Im zweiten Teil geht es um den Aufweis einer anthropologischen Ethik auf der Basis der Objektität des Bewusstseins. Haben wir die Subjekt-Objekt-Dichotomie überwunden, lässt sich die Ethik transzendental verankern. Hierzu muss der metaobjektitäre Entwicklungsprozess des Bewusstseins betrachtet werden: Die Entwicklungsgrundlage ist offen, der Entwicklungsprozess frei. Das aber verweist uns darauf, dass der jeweilige Leib, in dem sich das Bewusstsein verwirklicht, so und nicht anders geworden ist. Dieses Gewordene kann aber auf dieser metaempirischen Grundlage nur gut sein. Im Umgang mit unserer Leiblichkeit zeigt sich aber geradezu eine Verleugnung, der im Zwang, seine „Nacktheit“ zu verhüllen, zum Ausdruck kommt.

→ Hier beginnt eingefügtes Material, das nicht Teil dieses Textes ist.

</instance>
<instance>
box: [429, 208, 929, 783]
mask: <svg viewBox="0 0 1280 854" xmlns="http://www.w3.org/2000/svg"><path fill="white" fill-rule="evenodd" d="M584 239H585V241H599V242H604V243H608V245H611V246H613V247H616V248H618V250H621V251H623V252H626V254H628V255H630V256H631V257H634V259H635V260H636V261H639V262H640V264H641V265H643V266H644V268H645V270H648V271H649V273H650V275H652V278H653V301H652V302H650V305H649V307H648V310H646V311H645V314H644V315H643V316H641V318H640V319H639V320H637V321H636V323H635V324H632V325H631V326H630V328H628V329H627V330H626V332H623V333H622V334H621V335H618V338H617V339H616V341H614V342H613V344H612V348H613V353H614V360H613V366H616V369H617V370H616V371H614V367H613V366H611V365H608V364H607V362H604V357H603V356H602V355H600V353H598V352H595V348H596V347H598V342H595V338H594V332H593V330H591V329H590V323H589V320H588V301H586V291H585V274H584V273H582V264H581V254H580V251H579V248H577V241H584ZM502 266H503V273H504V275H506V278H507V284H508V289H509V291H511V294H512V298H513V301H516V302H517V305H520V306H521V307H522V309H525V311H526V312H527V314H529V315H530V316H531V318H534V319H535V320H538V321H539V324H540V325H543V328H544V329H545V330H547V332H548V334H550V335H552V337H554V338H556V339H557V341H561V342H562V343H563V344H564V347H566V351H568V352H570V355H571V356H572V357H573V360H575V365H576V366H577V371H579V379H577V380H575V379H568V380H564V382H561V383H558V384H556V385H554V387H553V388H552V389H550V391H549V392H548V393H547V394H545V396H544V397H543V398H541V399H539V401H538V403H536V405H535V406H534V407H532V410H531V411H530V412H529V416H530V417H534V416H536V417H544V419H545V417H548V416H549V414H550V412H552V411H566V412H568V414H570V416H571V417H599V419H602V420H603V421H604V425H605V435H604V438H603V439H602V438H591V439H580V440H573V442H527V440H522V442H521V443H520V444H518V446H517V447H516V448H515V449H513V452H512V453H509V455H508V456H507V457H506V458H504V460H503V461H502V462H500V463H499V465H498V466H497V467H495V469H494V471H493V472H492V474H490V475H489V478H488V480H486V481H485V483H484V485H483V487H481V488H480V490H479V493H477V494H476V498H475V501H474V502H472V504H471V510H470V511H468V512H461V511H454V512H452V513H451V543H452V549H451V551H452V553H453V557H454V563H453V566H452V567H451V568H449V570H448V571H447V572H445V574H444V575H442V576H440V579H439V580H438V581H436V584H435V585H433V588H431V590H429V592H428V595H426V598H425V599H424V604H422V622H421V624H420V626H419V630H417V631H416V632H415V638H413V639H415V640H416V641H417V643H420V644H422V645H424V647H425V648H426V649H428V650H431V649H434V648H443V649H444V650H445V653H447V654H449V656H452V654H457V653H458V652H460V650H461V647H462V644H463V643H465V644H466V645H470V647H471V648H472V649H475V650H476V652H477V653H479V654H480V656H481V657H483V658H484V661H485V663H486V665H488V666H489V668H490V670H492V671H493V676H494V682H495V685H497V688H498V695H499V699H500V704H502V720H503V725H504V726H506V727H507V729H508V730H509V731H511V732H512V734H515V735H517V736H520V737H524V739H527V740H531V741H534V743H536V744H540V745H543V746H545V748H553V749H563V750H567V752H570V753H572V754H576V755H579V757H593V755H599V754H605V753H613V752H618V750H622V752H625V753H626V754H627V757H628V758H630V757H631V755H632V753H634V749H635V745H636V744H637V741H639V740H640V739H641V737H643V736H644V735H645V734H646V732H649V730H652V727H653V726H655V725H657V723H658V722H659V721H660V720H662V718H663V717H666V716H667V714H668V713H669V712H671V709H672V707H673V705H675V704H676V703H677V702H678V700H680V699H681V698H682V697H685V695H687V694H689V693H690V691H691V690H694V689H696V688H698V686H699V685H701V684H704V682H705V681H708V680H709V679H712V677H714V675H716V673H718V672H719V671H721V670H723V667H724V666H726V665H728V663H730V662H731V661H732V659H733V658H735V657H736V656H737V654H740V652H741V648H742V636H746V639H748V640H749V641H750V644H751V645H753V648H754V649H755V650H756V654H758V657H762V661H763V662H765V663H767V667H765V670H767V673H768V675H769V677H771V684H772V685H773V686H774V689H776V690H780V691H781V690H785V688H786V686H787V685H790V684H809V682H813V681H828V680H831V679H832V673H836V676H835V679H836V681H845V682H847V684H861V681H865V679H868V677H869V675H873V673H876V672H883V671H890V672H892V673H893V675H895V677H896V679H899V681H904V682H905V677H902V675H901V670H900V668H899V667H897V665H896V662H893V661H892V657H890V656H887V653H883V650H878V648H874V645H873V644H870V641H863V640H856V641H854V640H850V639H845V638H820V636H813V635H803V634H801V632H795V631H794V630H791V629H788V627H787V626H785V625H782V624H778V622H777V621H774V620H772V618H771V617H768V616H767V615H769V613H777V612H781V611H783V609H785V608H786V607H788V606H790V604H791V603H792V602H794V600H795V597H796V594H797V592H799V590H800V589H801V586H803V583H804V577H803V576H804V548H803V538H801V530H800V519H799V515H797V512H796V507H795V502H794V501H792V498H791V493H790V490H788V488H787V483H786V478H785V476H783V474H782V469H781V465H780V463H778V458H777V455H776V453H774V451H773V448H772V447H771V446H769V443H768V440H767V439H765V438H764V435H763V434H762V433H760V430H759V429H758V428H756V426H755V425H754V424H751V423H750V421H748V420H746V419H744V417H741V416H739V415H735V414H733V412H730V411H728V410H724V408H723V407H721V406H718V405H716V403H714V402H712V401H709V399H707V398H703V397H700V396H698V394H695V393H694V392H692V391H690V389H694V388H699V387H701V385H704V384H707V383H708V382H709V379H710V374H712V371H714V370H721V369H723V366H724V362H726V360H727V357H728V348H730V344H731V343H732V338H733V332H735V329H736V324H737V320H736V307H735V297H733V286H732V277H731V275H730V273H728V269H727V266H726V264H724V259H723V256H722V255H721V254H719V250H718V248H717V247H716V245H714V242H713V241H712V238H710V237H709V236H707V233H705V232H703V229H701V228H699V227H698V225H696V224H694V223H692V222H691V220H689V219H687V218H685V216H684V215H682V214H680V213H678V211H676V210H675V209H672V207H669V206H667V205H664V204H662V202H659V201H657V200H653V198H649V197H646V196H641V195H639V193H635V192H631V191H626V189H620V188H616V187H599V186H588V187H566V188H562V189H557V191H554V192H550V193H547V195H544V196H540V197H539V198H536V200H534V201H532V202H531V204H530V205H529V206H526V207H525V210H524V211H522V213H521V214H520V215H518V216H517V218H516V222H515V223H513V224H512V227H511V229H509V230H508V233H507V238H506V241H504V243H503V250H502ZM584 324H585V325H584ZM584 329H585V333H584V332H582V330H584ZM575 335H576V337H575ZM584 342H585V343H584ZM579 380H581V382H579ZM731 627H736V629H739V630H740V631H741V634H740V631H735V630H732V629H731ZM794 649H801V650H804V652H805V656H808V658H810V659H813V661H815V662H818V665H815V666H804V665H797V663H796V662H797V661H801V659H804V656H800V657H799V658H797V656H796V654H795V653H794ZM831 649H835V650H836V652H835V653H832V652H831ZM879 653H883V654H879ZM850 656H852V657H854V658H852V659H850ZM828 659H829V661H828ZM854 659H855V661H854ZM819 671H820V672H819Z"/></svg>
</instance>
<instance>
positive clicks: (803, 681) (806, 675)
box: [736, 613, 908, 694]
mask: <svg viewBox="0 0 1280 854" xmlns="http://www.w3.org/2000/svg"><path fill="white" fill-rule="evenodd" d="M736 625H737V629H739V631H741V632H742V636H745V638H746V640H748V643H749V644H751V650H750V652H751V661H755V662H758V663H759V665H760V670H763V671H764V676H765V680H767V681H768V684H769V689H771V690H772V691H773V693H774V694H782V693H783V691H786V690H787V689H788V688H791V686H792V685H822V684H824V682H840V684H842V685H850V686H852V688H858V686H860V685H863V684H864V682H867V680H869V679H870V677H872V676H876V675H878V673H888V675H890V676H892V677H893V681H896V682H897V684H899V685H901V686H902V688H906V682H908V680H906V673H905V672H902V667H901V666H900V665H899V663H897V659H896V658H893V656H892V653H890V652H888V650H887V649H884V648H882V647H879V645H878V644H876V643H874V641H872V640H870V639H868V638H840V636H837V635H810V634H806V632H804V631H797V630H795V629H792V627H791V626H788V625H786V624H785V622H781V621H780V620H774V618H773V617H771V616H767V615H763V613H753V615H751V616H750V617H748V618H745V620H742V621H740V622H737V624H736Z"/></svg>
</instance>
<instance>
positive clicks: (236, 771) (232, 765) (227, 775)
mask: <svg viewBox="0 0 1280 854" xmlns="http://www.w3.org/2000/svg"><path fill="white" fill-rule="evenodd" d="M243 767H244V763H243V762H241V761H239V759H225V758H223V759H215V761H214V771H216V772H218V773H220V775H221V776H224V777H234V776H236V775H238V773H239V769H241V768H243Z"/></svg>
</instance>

Zurückzuführen ist dies darauf, dass wir unsere biologische Geschlechtlichkeit als identitätsstiftend begreifen, obwohl es sich bei den Geschlechtsorganen nur um sekundäre, akzidenzielle Merkmale handelt; die eigentliche Identität ist die Spezies, das Menschsein. Aus dieser Identitätsverkennung ergeben sich zahlreiche Schwierigkeiten mit teils katastrophalen Folgen. Eine kritische Untersuchung der Scham, aber auch der sprachlichen Entwicklung etwa in den Versuchen einer „geschlechterneutralen“ Bezeichnungsweise zeigt die Fehlentwicklungen, denn dadurch werden die Diskriminierungen nicht überwunden, sondern vielmehr weiter festgeschrieben.
Auf dieser Basis wird im dritten Teil auf einige praktische Aspekte eingegangen, die sich mit dem neuen Prinzip des Nudare aude! ergeben. Ein Blick auf die Freikörperkultur offenbart Ansätze zu einem anderen Umgang mit der eigenen Leiblichkeit, aber auch die Schwierigkeiten und Unzulänglichkeiten, die den bisherigen historischen Versuchen anhaften. Eingegangen wird auf Vorbehalte gegenüber dem öffentlichen Nacktsein, aber auch auf einige Inkonsequenzen etwa im Hinblick auf kritische Stimmen zur Verschleierung von Frauen im Islam. All dies macht deutlich, wie wichtig eine philosophische Grundlegung ist, wie sie die Analyse der Objektität des Bewusstseins durchgeführt hat, denn sie zeigt, dass eine Vollendung der Aufklärung und eine Fortsetzung der trotz aller Einschränkungen verheißungsvollen Zivilisation der Menschheit nur möglich ist, wenn die fundamentale Entfremdung überwunden wird, die sich aus der unhintergehbaren Leiblichkeit des im Menschen sich verwirklichenden Bewusstseins ergibt. Dem steht nun der Würdebegriff des Menschen entgegen, hat er doch seinen Ursprung gerade in der Spaltung des menschlichen Subjekts von seinem biologischen Leib. Die „Wiedervereinigung“ ohne Preisgabe der Idee der Menschenwürde scheint also nur möglich zu sein, wenn aus der philosophischen Erkenntnis auch ein entsprechendes Handeln folgt. Die Schlussfolgerungen aus der Objektität des Bewusstseins verweisen so letztendlich auf die Praxis, wie es für eine Ethik nicht anders sein kann.